Buttons?

When I became Director of the National Pearl Button Museum last September it was something of a departure (pun intended) from my former job as an airline pilot. When I told my aviation friends about my new job they inevitably replied with a question – a single word, actually. “Buttons?”

The idea that something so ubiquitous should be the focus of a historical museum requires some explanation. Buttons are part of our everyday life. Virtually every person on earth touches a button nearly every day, and yet I doubt we devote even one brain cell to considering this mundane object and its importance.

Why Buttons Matter

Everyone who lives in Muscatine knows it is the Pearl City. We all know that this name has something vaguely to do with buttons. If you have lived here awhile you probably think you know “the button story.” There may be more to our history than you realize.

When I first came to the museum, a single display caught my attention. It says “In 1905 Muscatine produced 1.5 Billion buttons.” Numbers that large can be abstract. After I looked at that sign a half-dozen times I decided to do the math. It turns out that 1.5 billion of anything is a lot. If you stacked 1.5 billion pearl buttons in downtown Muscatine, that pile, when it inevitably fell, would reach Los Angeles.

This industry was a very big deal! Virtually every family in Muscatine was engaged in this grand project. If you grew up here it is almost certain that your parents, grandparents, or great-grandparents caught clams, hauled shells, drilled blanks, or worked in the button factories. The history of pearl buttons is the history of Muscatine.

The button industry dominated the economy here for half a century. It brought money into this community from around the world and provided insulation against the ravages of the Great Depression. Perhaps more importantly, it laid an economic foundation upon which our diversified modern economy is built. The economic powerhouses of today, HNI, Kent, Stanley Consultants, Carver Pump, Musco, Bandag, Raymond, Heinz, and others found what they needed to innovate, build, and expand right here in our little river town. The strong supply of capital, skilled labor, infrastructure, and ideas that were a by-product of the pearl button industry made these other businesses possible.

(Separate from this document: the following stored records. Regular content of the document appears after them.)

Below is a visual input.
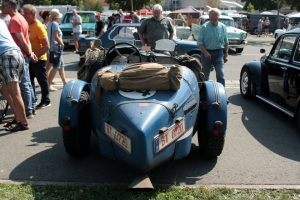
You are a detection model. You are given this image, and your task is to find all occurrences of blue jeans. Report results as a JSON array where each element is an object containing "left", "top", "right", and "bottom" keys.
[
  {"left": 201, "top": 50, "right": 225, "bottom": 86},
  {"left": 19, "top": 56, "right": 35, "bottom": 114}
]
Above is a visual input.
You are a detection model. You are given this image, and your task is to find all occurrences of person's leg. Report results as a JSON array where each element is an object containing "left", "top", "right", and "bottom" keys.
[
  {"left": 212, "top": 51, "right": 225, "bottom": 87},
  {"left": 74, "top": 34, "right": 79, "bottom": 51},
  {"left": 201, "top": 53, "right": 213, "bottom": 81},
  {"left": 29, "top": 61, "right": 37, "bottom": 103},
  {"left": 0, "top": 85, "right": 17, "bottom": 118},
  {"left": 46, "top": 53, "right": 52, "bottom": 78},
  {"left": 48, "top": 67, "right": 59, "bottom": 91},
  {"left": 6, "top": 81, "right": 28, "bottom": 124},
  {"left": 31, "top": 60, "right": 51, "bottom": 106},
  {"left": 59, "top": 66, "right": 67, "bottom": 86},
  {"left": 19, "top": 57, "right": 35, "bottom": 116}
]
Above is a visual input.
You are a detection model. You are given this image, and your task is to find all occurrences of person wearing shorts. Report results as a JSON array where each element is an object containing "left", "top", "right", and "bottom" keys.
[
  {"left": 47, "top": 9, "right": 67, "bottom": 91},
  {"left": 264, "top": 17, "right": 270, "bottom": 37},
  {"left": 0, "top": 18, "right": 29, "bottom": 131},
  {"left": 257, "top": 17, "right": 264, "bottom": 37},
  {"left": 70, "top": 10, "right": 82, "bottom": 52}
]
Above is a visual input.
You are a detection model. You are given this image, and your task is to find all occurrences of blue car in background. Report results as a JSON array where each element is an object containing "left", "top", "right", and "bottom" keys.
[{"left": 77, "top": 23, "right": 201, "bottom": 56}]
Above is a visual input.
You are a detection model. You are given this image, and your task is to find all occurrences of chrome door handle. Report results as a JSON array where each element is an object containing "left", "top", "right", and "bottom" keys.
[{"left": 280, "top": 67, "right": 287, "bottom": 70}]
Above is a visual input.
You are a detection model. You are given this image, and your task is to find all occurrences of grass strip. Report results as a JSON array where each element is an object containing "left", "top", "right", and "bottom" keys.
[{"left": 0, "top": 183, "right": 300, "bottom": 200}]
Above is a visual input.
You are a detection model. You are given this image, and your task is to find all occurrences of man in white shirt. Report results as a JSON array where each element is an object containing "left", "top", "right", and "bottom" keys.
[
  {"left": 0, "top": 12, "right": 11, "bottom": 27},
  {"left": 70, "top": 10, "right": 82, "bottom": 52}
]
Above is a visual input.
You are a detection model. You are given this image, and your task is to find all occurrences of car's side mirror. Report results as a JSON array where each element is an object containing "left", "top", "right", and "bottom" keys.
[{"left": 260, "top": 49, "right": 266, "bottom": 53}]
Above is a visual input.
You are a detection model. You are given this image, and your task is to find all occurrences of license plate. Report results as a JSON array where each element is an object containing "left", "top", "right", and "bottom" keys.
[
  {"left": 69, "top": 40, "right": 74, "bottom": 45},
  {"left": 104, "top": 123, "right": 132, "bottom": 154},
  {"left": 154, "top": 118, "right": 186, "bottom": 154}
]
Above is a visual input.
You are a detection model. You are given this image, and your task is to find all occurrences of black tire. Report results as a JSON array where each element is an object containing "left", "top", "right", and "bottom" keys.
[
  {"left": 197, "top": 88, "right": 225, "bottom": 157},
  {"left": 240, "top": 68, "right": 252, "bottom": 98},
  {"left": 0, "top": 94, "right": 8, "bottom": 124},
  {"left": 63, "top": 90, "right": 91, "bottom": 156},
  {"left": 236, "top": 48, "right": 243, "bottom": 53}
]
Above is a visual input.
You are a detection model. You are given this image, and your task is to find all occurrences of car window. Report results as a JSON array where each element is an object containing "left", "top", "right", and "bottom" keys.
[
  {"left": 204, "top": 18, "right": 234, "bottom": 27},
  {"left": 271, "top": 35, "right": 296, "bottom": 61},
  {"left": 62, "top": 13, "right": 96, "bottom": 23},
  {"left": 293, "top": 38, "right": 300, "bottom": 63},
  {"left": 109, "top": 26, "right": 139, "bottom": 40}
]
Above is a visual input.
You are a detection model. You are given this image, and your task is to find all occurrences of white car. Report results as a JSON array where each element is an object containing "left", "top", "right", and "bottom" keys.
[{"left": 274, "top": 23, "right": 300, "bottom": 39}]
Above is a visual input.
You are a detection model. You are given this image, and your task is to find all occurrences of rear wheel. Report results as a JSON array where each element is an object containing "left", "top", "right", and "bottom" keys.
[
  {"left": 240, "top": 68, "right": 252, "bottom": 98},
  {"left": 197, "top": 87, "right": 225, "bottom": 157},
  {"left": 63, "top": 90, "right": 91, "bottom": 156}
]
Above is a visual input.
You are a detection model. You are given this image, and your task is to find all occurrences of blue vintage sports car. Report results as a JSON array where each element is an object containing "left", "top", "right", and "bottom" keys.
[
  {"left": 77, "top": 23, "right": 201, "bottom": 56},
  {"left": 59, "top": 39, "right": 227, "bottom": 187}
]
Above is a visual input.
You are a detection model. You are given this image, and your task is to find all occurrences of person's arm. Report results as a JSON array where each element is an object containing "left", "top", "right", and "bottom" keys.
[
  {"left": 53, "top": 31, "right": 64, "bottom": 48},
  {"left": 197, "top": 26, "right": 211, "bottom": 61},
  {"left": 138, "top": 32, "right": 146, "bottom": 46},
  {"left": 34, "top": 38, "right": 50, "bottom": 58},
  {"left": 223, "top": 26, "right": 229, "bottom": 63},
  {"left": 169, "top": 32, "right": 174, "bottom": 40}
]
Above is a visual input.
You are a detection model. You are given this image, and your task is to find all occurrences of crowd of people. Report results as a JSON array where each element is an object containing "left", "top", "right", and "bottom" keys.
[
  {"left": 257, "top": 16, "right": 271, "bottom": 37},
  {"left": 0, "top": 0, "right": 67, "bottom": 131}
]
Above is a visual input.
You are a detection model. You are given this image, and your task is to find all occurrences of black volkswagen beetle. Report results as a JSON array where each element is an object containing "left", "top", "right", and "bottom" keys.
[{"left": 240, "top": 28, "right": 300, "bottom": 130}]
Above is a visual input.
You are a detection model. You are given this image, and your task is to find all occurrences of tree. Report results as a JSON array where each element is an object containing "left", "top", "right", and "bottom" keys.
[
  {"left": 106, "top": 0, "right": 162, "bottom": 11},
  {"left": 241, "top": 0, "right": 279, "bottom": 11},
  {"left": 246, "top": 3, "right": 255, "bottom": 13},
  {"left": 285, "top": 0, "right": 300, "bottom": 10},
  {"left": 91, "top": 1, "right": 104, "bottom": 12},
  {"left": 109, "top": 2, "right": 119, "bottom": 10},
  {"left": 205, "top": 0, "right": 220, "bottom": 8}
]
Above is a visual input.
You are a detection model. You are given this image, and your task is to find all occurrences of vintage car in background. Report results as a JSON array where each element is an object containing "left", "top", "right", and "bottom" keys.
[
  {"left": 240, "top": 29, "right": 300, "bottom": 130},
  {"left": 191, "top": 15, "right": 247, "bottom": 53},
  {"left": 77, "top": 23, "right": 202, "bottom": 56},
  {"left": 59, "top": 39, "right": 228, "bottom": 187},
  {"left": 274, "top": 23, "right": 300, "bottom": 40},
  {"left": 59, "top": 11, "right": 97, "bottom": 45}
]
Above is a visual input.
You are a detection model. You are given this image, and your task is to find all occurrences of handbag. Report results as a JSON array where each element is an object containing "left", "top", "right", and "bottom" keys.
[{"left": 49, "top": 23, "right": 62, "bottom": 65}]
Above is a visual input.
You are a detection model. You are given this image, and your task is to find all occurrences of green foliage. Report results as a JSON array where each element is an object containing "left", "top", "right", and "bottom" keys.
[
  {"left": 241, "top": 0, "right": 281, "bottom": 11},
  {"left": 106, "top": 0, "right": 162, "bottom": 11},
  {"left": 109, "top": 2, "right": 119, "bottom": 10},
  {"left": 285, "top": 0, "right": 300, "bottom": 10},
  {"left": 246, "top": 3, "right": 255, "bottom": 13},
  {"left": 1, "top": 183, "right": 300, "bottom": 200},
  {"left": 90, "top": 1, "right": 104, "bottom": 12}
]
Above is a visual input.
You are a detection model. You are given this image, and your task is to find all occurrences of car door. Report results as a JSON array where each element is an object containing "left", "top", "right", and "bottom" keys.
[{"left": 266, "top": 34, "right": 298, "bottom": 111}]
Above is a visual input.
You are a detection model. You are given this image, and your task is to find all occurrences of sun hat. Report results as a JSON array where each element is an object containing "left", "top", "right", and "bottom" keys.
[
  {"left": 95, "top": 12, "right": 101, "bottom": 17},
  {"left": 50, "top": 8, "right": 63, "bottom": 19}
]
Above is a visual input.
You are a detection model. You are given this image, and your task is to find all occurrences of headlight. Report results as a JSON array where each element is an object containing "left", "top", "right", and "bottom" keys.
[
  {"left": 89, "top": 31, "right": 95, "bottom": 36},
  {"left": 242, "top": 33, "right": 247, "bottom": 39}
]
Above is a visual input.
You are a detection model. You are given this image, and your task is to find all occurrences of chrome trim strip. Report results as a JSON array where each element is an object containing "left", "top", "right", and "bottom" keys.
[{"left": 256, "top": 95, "right": 294, "bottom": 117}]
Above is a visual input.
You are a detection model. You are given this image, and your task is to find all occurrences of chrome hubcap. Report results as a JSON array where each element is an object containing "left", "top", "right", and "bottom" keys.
[{"left": 241, "top": 72, "right": 249, "bottom": 94}]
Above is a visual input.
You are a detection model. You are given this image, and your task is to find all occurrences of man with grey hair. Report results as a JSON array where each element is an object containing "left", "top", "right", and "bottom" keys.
[
  {"left": 197, "top": 8, "right": 228, "bottom": 87},
  {"left": 23, "top": 4, "right": 51, "bottom": 109},
  {"left": 138, "top": 4, "right": 174, "bottom": 49},
  {"left": 70, "top": 10, "right": 82, "bottom": 53}
]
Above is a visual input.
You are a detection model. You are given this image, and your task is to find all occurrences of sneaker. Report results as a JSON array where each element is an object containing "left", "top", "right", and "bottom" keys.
[
  {"left": 49, "top": 86, "right": 58, "bottom": 91},
  {"left": 36, "top": 102, "right": 51, "bottom": 109},
  {"left": 32, "top": 109, "right": 37, "bottom": 115},
  {"left": 26, "top": 113, "right": 34, "bottom": 119},
  {"left": 74, "top": 50, "right": 78, "bottom": 53}
]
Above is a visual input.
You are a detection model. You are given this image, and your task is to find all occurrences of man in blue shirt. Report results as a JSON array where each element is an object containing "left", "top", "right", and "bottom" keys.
[{"left": 197, "top": 8, "right": 228, "bottom": 86}]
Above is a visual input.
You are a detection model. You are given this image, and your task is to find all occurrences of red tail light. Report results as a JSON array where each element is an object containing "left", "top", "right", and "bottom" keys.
[{"left": 214, "top": 121, "right": 223, "bottom": 135}]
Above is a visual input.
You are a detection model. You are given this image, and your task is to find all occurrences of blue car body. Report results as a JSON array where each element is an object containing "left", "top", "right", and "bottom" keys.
[{"left": 59, "top": 46, "right": 227, "bottom": 173}]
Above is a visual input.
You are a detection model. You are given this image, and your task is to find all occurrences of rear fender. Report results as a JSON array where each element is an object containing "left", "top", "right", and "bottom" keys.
[
  {"left": 241, "top": 61, "right": 265, "bottom": 95},
  {"left": 201, "top": 81, "right": 227, "bottom": 133},
  {"left": 58, "top": 80, "right": 89, "bottom": 128}
]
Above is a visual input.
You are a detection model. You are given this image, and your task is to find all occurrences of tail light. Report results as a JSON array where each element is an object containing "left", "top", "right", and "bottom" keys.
[
  {"left": 61, "top": 116, "right": 70, "bottom": 131},
  {"left": 213, "top": 121, "right": 223, "bottom": 135}
]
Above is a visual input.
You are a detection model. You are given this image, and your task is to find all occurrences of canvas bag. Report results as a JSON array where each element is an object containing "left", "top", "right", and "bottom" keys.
[
  {"left": 97, "top": 63, "right": 183, "bottom": 91},
  {"left": 49, "top": 23, "right": 62, "bottom": 65}
]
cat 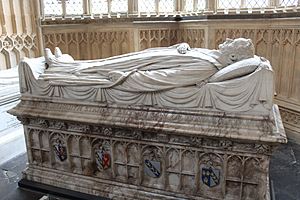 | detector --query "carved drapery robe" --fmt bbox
[40,47,222,92]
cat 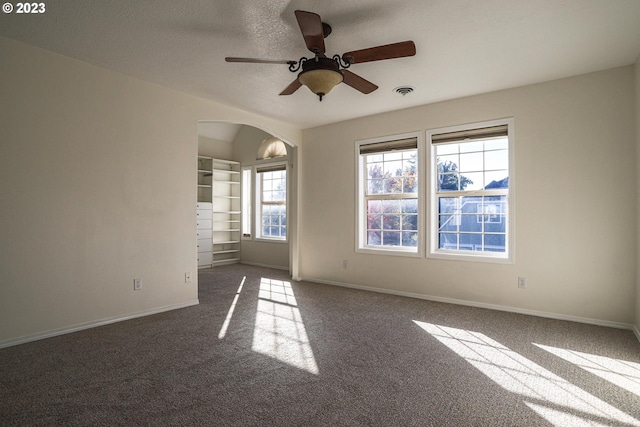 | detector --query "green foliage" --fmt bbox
[437,159,473,191]
[367,152,417,194]
[365,152,418,247]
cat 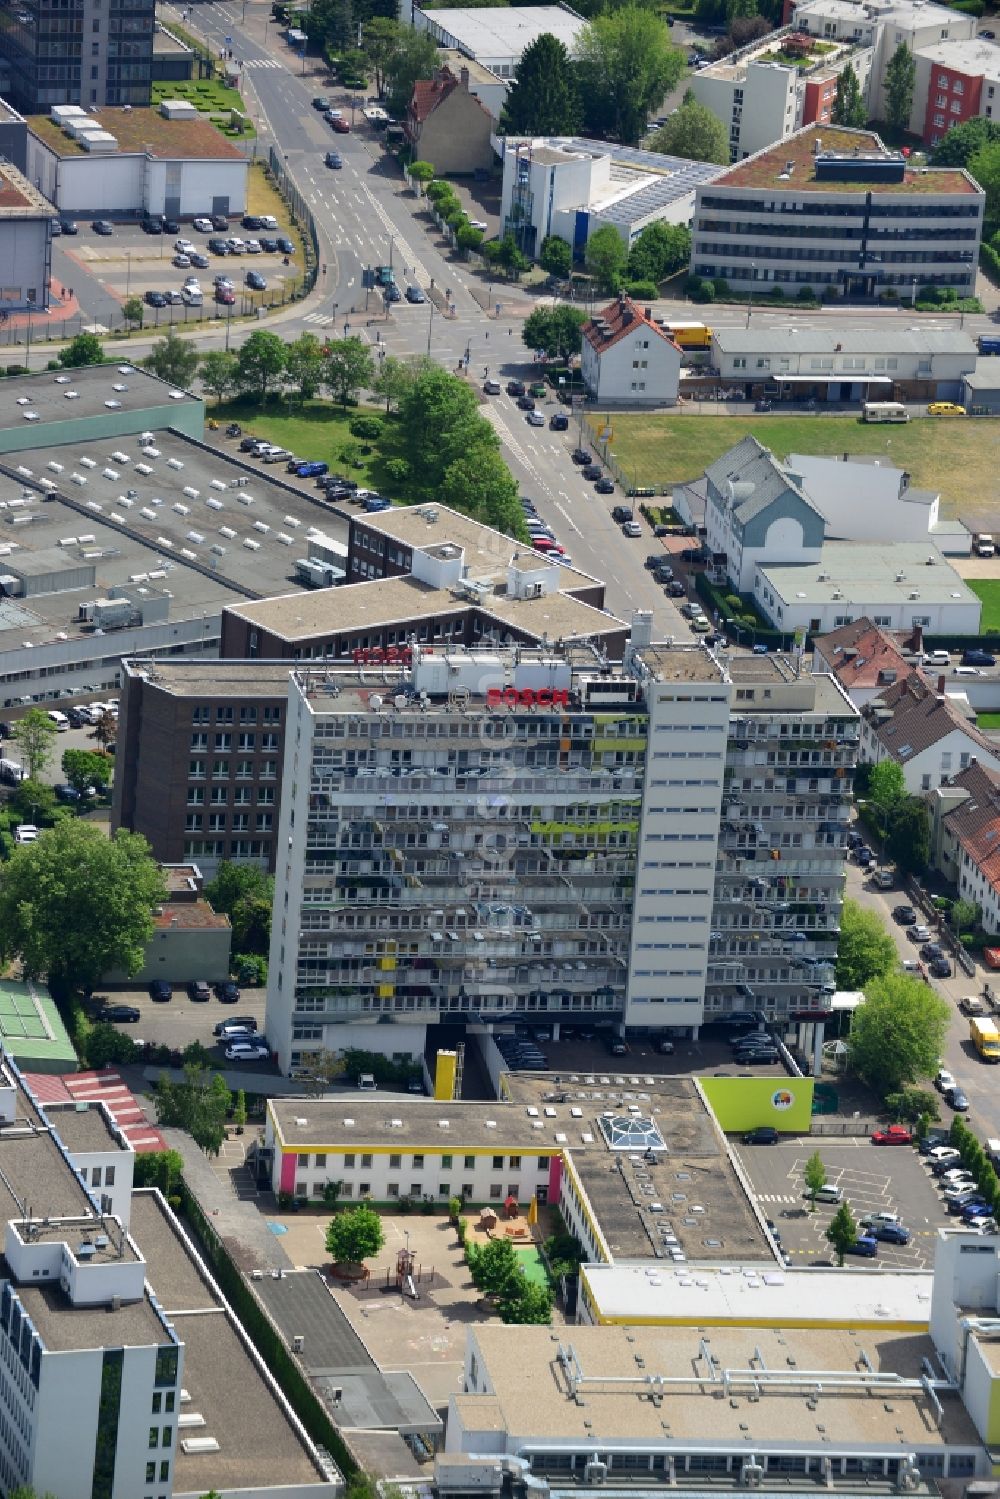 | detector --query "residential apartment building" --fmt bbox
[0,1051,339,1499]
[0,0,155,112]
[580,294,681,406]
[913,37,1000,146]
[691,28,874,162]
[116,548,628,874]
[927,759,1000,934]
[813,616,921,706]
[690,124,984,300]
[790,0,976,121]
[265,634,857,1072]
[860,671,1000,791]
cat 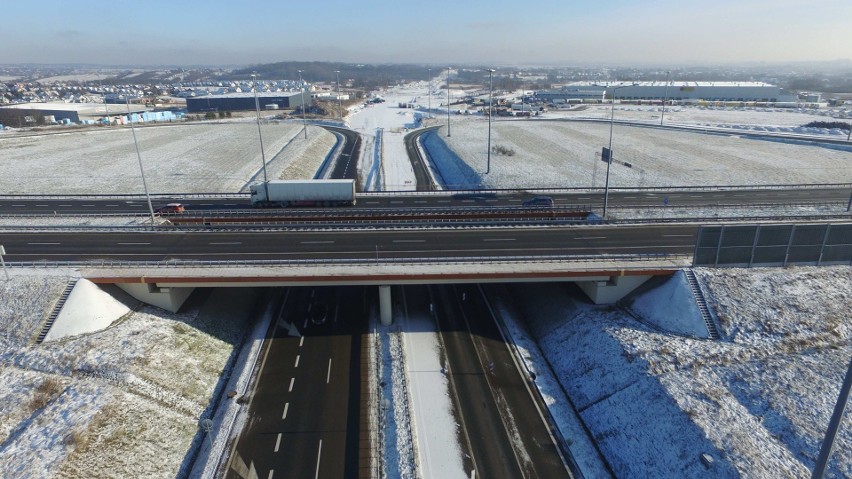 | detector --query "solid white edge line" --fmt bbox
[282,402,289,420]
[274,433,282,452]
[288,377,295,392]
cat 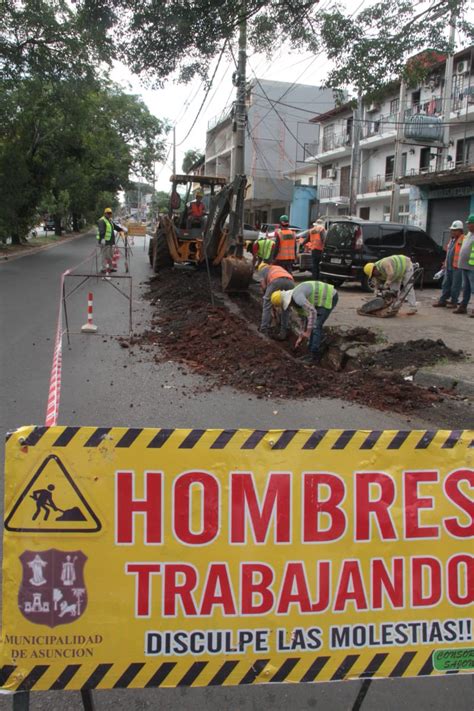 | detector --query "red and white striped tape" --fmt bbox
[45,269,69,426]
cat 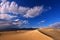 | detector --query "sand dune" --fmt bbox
[0,30,53,40]
[38,28,60,40]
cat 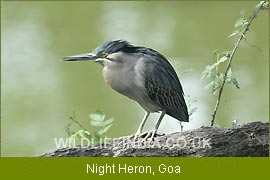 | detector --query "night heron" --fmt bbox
[63,40,189,140]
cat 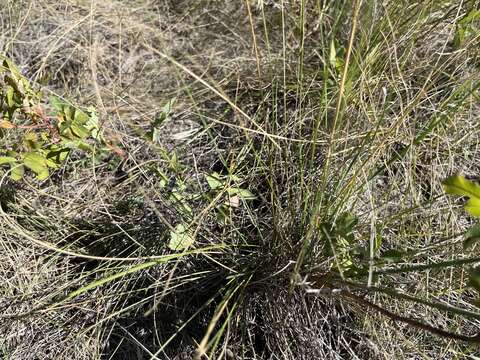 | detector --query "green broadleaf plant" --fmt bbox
[443,174,480,304]
[0,56,101,181]
[443,174,480,217]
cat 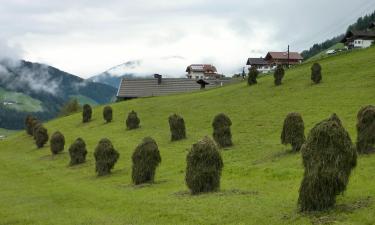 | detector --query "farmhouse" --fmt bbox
[264,52,303,66]
[116,74,230,100]
[246,57,274,74]
[341,30,375,49]
[186,64,222,79]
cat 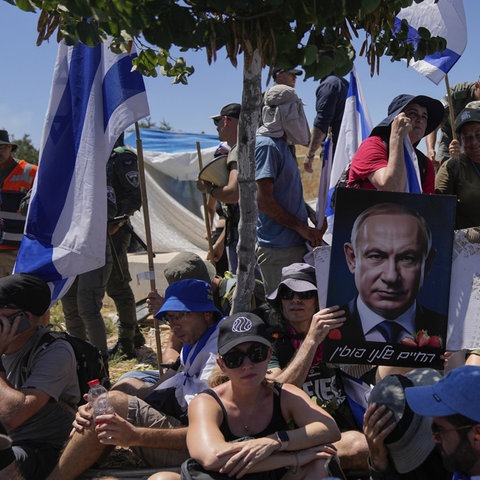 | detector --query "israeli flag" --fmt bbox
[14,40,150,302]
[323,68,372,244]
[395,0,467,85]
[404,137,422,194]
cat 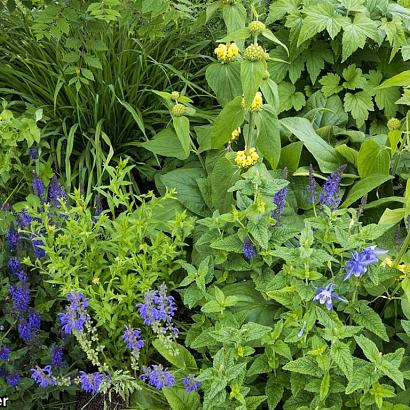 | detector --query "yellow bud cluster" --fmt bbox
[171,91,180,101]
[235,147,259,168]
[387,117,401,131]
[243,44,268,62]
[172,103,186,117]
[248,20,265,34]
[231,127,241,141]
[250,91,263,111]
[214,43,239,64]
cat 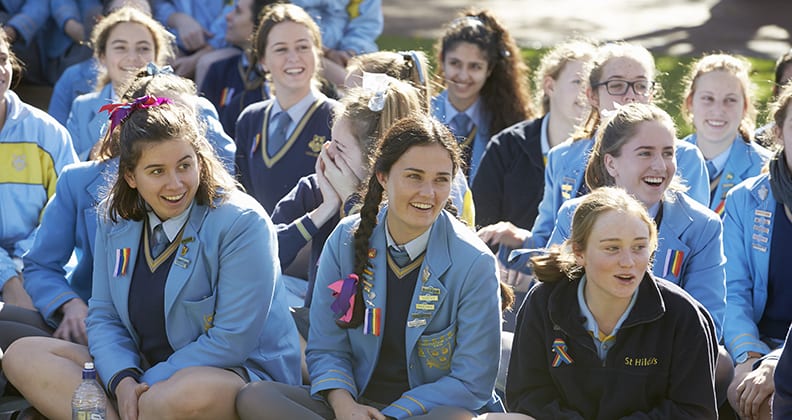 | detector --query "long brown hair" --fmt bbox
[435,8,534,134]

The National Pearl Button Museum Matters

People love history. We all have a natural curiosity about those who came before us. How did they make a living? What were their lives like? At the National Pearl Button Museum we tell this national growth story very well. We are the top-rated “thing to do” within the city of Muscatine on TripAdvisor. We get uniformly Excellent reviews. In 2019 we attracted thousands of visitors to Muscatine from 7 foreign countries and 49 states. (We are working hard on New Hampshire). These guests, who love our history, also find that they love Muscatine. They eat at our fantastic restaurants, shop at our excellent stores, and stay at our great hotels. Our museum is bringing people here. Every day we tell the story of Muscatine – our story. We are proud to be part of Muscatine’s success.

Your membership and your generous donation make all this possible. We could not tell this story without you. And we believe that your donation to the National Pearl Button Museum is an investment in our community, too. We are grateful for your support.